И, хотя Валя не очень поверил в исполнимость моей авантюрной идеи, она его заинтриговала. Всё же интереснее, чем беспросветное одиночество и скука в личной жизни.
— А вдруг у Насти появится ребёнок, — вдруг засомневался Валя, — чьим он тогда будет считаться?
— Это может произойти очень нескоро, если произойдёт вообще! Настя будет настолько занята своей певческой карьерой, что лет десять уж никак не захочет иметь материнские хлопоты. А там — что загадывать, видно будет! Вы же втроём прекрасно разберётесь, чей это малыш. Вот заказывают же детей у суррогатных матерей, а тут вы втроём — одна настоящая семья, только «современная». У вас возникнет прекрасный мезальянс, причём счастливый, и лишь один человек не из вашего мезальянса будет знать его тайну, и ты знаешь имя этого человека! Вот вы и будете ставить мне по бутылке в неделю, чтобы я не выдал ваш секрет!
Валя нервно рассмеялся.
— Да, идея теоретически обоснована и может даже оптимальна для данных условий… — в Вале проснулся доктор наук, — но осуществима ли она? Ведь…
Но я не дал ему закончить предложение.
— Мы рождены, чтоб сказку сделать явью… — ты помнишь слова оптимистической советской песни? И мы сделаем эту сказку явью — мы это можем!

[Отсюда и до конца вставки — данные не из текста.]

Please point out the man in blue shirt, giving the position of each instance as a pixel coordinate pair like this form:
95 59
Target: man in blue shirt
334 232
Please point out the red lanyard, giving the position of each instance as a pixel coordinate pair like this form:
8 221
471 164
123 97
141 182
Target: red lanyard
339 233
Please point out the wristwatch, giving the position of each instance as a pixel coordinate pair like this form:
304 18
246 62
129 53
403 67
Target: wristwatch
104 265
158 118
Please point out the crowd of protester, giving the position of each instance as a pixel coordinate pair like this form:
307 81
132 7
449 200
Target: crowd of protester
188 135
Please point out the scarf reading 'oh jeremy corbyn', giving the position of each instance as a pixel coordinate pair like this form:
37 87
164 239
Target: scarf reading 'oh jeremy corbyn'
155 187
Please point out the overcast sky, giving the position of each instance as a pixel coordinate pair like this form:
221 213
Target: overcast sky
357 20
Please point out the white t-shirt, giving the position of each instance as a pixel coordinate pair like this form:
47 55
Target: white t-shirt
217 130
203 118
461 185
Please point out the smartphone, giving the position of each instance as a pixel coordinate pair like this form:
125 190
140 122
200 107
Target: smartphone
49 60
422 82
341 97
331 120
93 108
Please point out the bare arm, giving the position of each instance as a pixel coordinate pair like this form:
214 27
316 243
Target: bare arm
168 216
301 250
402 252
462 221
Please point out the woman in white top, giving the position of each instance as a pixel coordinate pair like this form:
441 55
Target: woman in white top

На этом оптимистическом высказывании, напомнившем мне название моей родной телепередачи — «Это вы можете!» — мы с Валей перешли к возлияниям под любимый тост: «За успех безнадёжного дела!»Суббота
Для того, чтобы Валя мог сравнить мои характеристики Димы и Насти с реальностью, да и познакомиться с возможными будущими участниками планируемого мезальянса, я предложил ему поехать в субботу ко мне (или к Диме?) в Луч. Валя бывал там неоднократно, это недалеко от Измайлово, и он легко доедет туда самостоятельно. Но ведь для Насти — это дом Димы, а Валя с ним незнаком. Дима-то уже слыхал о моём друге-«миллионере» по моим рассказам. И я договорился с Димой так, что мы берем шашлычные «заготовки» и едем на моём «Ауди», но «под водительством» Димы к Насте, забираем её, и следуем дальше в Луч — это минут двадцать езды. Пока мы там осматриваем «Димин» дом, а сам Дима готовит мангал, угли и прочие детали для приготовления шашлыка, туда приезжает Валя, якобы для деловых переговоров со мной. В моём «Ауди» и «Лексусе» Вали были радиотелефоны, так как мобильной связи тогда в России практически не было (были только страшно неудобные «пейджеры»).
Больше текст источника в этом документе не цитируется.